La nota del Segretario PD Margherita di Savoia Emanuele Quarta

PD, Quarta: ​"Cambia la giunta, ma i problemi del nostro territorio restano irrisolti"

"Noi continueremo a formulare questi interrogativi nelle sedi opportune, a attuare la nostra politica a formulare proposte nell’interesse dei cittadini"

Politica
Margherita martedì 06 ottobre 2020
di La Redazione
Emanuele Quarta, segretario PD
Emanuele Quarta, segretario PD © nc

"Finalmente, dopo un mese e mezzo di campagna elettorale regionale, è stata completata la squadra di governo per la città di Margherita di Savoia. Il sindaco, Bernardo Lodispoto, si è rimesso all’opera e, dopo aver fatto diverse verifiche politiche, ha nominato la “nuova” squadra di governo. Nulla è cambiato nell'asset amministrativo, salvo il defenestramento dalla carica di vice sindaco della consigliera Galiotta eletta a furor di popolo con oltre 700 preferenze e sostituita con il consigliere Mario Braccia ed il passaggio al sempre verde Rino Camporeale del ruolo di Vice Sindaco". A commentare la "novità" è il segretario cittadino del Partito Democratico, Emanuele Quarta, che inoltre punta il dito contro le numerose problematiche irrisolte che attanagliano la comunità.

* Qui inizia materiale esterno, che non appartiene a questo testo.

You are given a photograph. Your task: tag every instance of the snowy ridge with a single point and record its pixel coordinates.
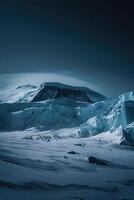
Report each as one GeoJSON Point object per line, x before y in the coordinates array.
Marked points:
{"type": "Point", "coordinates": [54, 106]}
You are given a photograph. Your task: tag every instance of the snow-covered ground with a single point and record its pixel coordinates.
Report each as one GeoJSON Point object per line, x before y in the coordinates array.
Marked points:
{"type": "Point", "coordinates": [55, 165]}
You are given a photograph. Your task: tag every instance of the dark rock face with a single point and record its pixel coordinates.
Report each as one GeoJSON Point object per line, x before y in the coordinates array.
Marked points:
{"type": "Point", "coordinates": [58, 90]}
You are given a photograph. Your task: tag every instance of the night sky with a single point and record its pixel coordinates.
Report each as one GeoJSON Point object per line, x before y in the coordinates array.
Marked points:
{"type": "Point", "coordinates": [89, 40]}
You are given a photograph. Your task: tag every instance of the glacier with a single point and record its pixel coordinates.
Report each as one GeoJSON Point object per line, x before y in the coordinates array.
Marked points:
{"type": "Point", "coordinates": [54, 106]}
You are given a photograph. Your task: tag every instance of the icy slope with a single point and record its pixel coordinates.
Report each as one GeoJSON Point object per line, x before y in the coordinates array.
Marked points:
{"type": "Point", "coordinates": [48, 91]}
{"type": "Point", "coordinates": [21, 94]}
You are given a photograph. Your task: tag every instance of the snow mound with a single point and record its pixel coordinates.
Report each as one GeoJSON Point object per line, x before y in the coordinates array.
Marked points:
{"type": "Point", "coordinates": [21, 94]}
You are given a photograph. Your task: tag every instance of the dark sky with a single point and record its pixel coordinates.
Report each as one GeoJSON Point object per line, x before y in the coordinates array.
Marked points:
{"type": "Point", "coordinates": [91, 40]}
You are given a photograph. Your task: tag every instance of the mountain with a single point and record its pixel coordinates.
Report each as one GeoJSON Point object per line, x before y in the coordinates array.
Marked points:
{"type": "Point", "coordinates": [54, 90]}
{"type": "Point", "coordinates": [54, 106]}
{"type": "Point", "coordinates": [21, 94]}
{"type": "Point", "coordinates": [50, 90]}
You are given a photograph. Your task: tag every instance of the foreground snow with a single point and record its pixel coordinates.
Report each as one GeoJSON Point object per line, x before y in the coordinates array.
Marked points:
{"type": "Point", "coordinates": [38, 165]}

"Intanto mancano risposte ai tanti problemi irrisolti di questa città e ci piacerebbe conoscere le loro evoluzioni ed affrontare queste tematiche:

* la raccolta differenziata non riesce a decollare ed è a percentuali imbarazzati (siamo in attesa del nuovo bando per l'assegnazione del servizio raccolta rifiuti)

* occore affrontare in maniera immediata il problema degli abbandoni dei rifiuti sul nostro territorio

* occorre ampliare l'offerta dei parcheggi custoditi a pagamento ad oggi non è stata ancora attivata la procedura per l'assegnazione del parcheggio di via Risorgimento (solo proroghe)

*mancano punti di incontro per le persone più fragili come gli anziani

*è necessario un dragaggio del nostro porto peschereccio (ad oggi i pescatori rischiano la vita per rientrarci)

* occorre un piano immediato per la tutela e la messa in sicurezza della nostra zona umida (rischia di essere compromessa da anni di cattiva o assente manutenzione)

* è necessaria l'eliminazione delle tante barriere architettoniche presenti in città (ad oggi la città è un percorso ad ostacoli)

* è necessario un trasporto pubblico comunale di ultima generazione (ad oggi procediamo con mezzi vetusti)

* è necessaria una revisione delle aliquote tari (ad oggi fortemente penalizzanti per non residenti e attività commerciali)

* occorre affrontare seriamente il tema della liberalizzazione delle acque madri e del suo commercio (ad oggi la commissione di valutazione è da ricercare a Chi l'ha visto)

Inoltre chiediamo al sindaco Bernardo Lodispoto di convocare quanto prima un consiglio comunale monotematico sulla sicurezza, una misura urgente a questa emergenza, che si possa aprire un dialogo per studiare provvedimenti che possano rendere più tranquilli i giovani con dei sani valori, che in città restano la stragrande maggioranza, e le loro famiglie.

Noi continueremo a formulare questi interrogativi nelle sedi opportune, a attuare la nostra politica, a formulare proposte nell’interesse dei cittadini; vorremmo che l’Amministrazione e il Sindaco facessero proprie queste necessità e ci dessero risposte congrue e non più rinviabili".